J'étais surprise de voir quelle quantité de saleté pouvait emmagasiner le corps. Quand j'étais entrée dans l'eau, j'avais frissonné, et aussi, j'avais vu l'eau claire devenir grisâtre sous le poids de toute cette crasse. Cela m'avait profondément dégoûtée.  

La poussière qui régnait ici était comme de la cendre. Elle allait partout, dans le moindre interstice, et refusait catégoriquement d'en démordre.

Le pire, ce fut pour mes cheveux. D'habitude, ils étaient frisés, comme un amas de laine, et formaient des boucles qui retombaient le long de mon visage. Mais à présent, ils étaient sales, et ressemblait à un mouton de poussière oublié derrière une port. Ils étaient malheureusement très nombreux sur l'astéroïde 345Z2, puisque ni Mint ni Mandragore n'appréciaient le ménage. J'étais donc habituellement reléguée à la tâche, qui ne me plaisait pas davantage.

Je frottais mon cuir chevelu aussi fort que possible, comme pour essayer de faire partir les pensées qui s'interdisaient de sortir de mon esprit depuis que j'avais appris cette nouvelle. Je le faisais si fort que je finis par en avoir mal. 

J'étais en colère. Ma tristesse avait laissée place à un énervement abondant, persistant. Contre Mint et Mandragore. Et les Chimères. 
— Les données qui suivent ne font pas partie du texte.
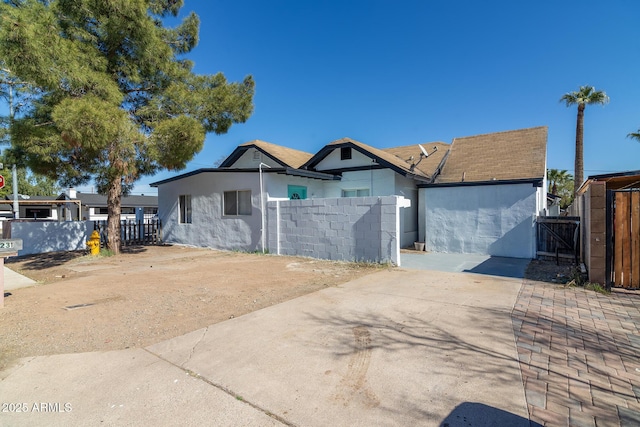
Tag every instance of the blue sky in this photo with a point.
(391, 73)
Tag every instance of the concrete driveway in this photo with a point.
(398, 347)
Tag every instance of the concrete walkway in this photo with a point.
(465, 263)
(397, 347)
(579, 354)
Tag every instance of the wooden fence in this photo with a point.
(557, 237)
(133, 233)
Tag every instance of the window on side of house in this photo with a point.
(184, 203)
(356, 192)
(237, 202)
(37, 213)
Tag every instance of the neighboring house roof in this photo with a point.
(502, 156)
(388, 158)
(98, 200)
(287, 157)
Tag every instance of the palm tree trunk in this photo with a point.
(114, 194)
(579, 161)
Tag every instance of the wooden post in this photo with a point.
(8, 247)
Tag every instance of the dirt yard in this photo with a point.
(147, 295)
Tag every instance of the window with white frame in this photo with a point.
(237, 202)
(356, 192)
(184, 202)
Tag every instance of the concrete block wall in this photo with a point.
(50, 236)
(593, 221)
(344, 229)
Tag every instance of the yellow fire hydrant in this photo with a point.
(94, 243)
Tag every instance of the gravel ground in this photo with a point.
(150, 294)
(147, 295)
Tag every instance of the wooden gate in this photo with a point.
(133, 233)
(625, 227)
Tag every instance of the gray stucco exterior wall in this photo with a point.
(209, 226)
(497, 220)
(346, 229)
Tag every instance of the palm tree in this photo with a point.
(635, 135)
(584, 96)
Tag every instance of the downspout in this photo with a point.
(262, 214)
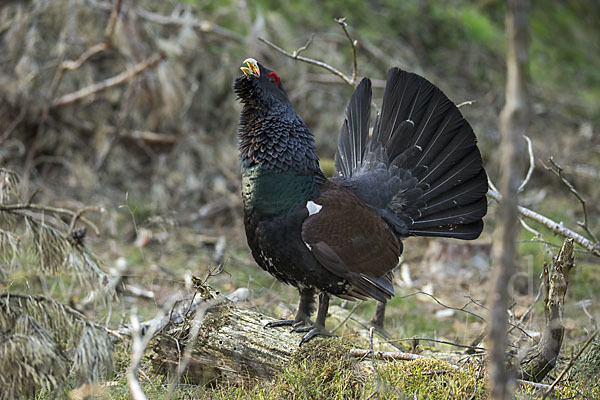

Surtout contre Mint et Mandragore. Ils ne m'avaient rien dit. Ils auraient pu le faire. J'aurais sans doute fini par l'accepter. Je pense même que l'aurais bien mieux pris s'ils me l'avaient avoué dès le début. J'aurais été préparée. J'aurais su. J'aurais pu contrôler. 

Mais non. Ils avaient gardé un silence de marbre, de véritables pierres. Quand je pense que Mandragore me surnommait "sa petite louve", en parlant de mes yeux dorés, et que moi, je prenais ça pour un compliment... Elle aurait pu dire "Chimère", ça aurait été plus réaliste. Bien que beaucoup moins poétique que le calme suffisant et apaisant d'un loup. 

Je ne devais pas me concentrer là-dessus. Ce n'était pas le moment de me laisser submerger par mes émotions. C'était dur, pas évident, mais je n'étais pas seule. J'avais Armelle et Wings. Et Chioné, même si ce n'était pas exactement la même chose. Et j'avais aussi bien envie d'apprendre à connaître Grog. 

J'aimais marteler cela à mon cerveau, dans un esprit de contradiction : Je n'étais pas seule. Jamais, je n'étais plus seule. 

J'allais penser à la mission, mais j'allais aussi penser un peu à moi, et à mon autre but, c'est-à-dire comprendre les comportements humains, tisser des liens, découvrir et explorer. C'était mon souhait, au départ, et cela l'était toujours. Ce n'étais pas la priorité, dans l'immédiat, mais je voulais le faire. 

Avec eux, je me sentais bien. Parfois, un peu étrange, parce que je ne comprenais pas, mais d'autres fois, paradoxalement, je me sentais si libre, si légère, si normale. Comme si ce poids permanent sur mes épaules, cette épée de Damoclès, s'était soulevée, et me laissait tranquille. Quelques minutes, juste quelques minutes où je pouvais apprécier l'humour ironique d'Armelle et celui terriblement sarcastique de Wings. Où je pouvais écouter avec délectation Chioné me raconter ses expériences avec les bonbons de l'ancien monde, Armelle vanter les mérites des galeries, Wings pester après Grog, et Grog fusiller Wings du regard. 

Je n'étais avec eux que depuis un laps de temps court, minuscule dans toute une vie, mais je m'étais attachée à eux de manière irrémédiable. Il était comme un bateau, et moi une naufragée, une naufragée de l'espace, qui avait enfin quelque chose de stable sous ses pieds. C'était ça, la stabilité. Un rêve éveillé... 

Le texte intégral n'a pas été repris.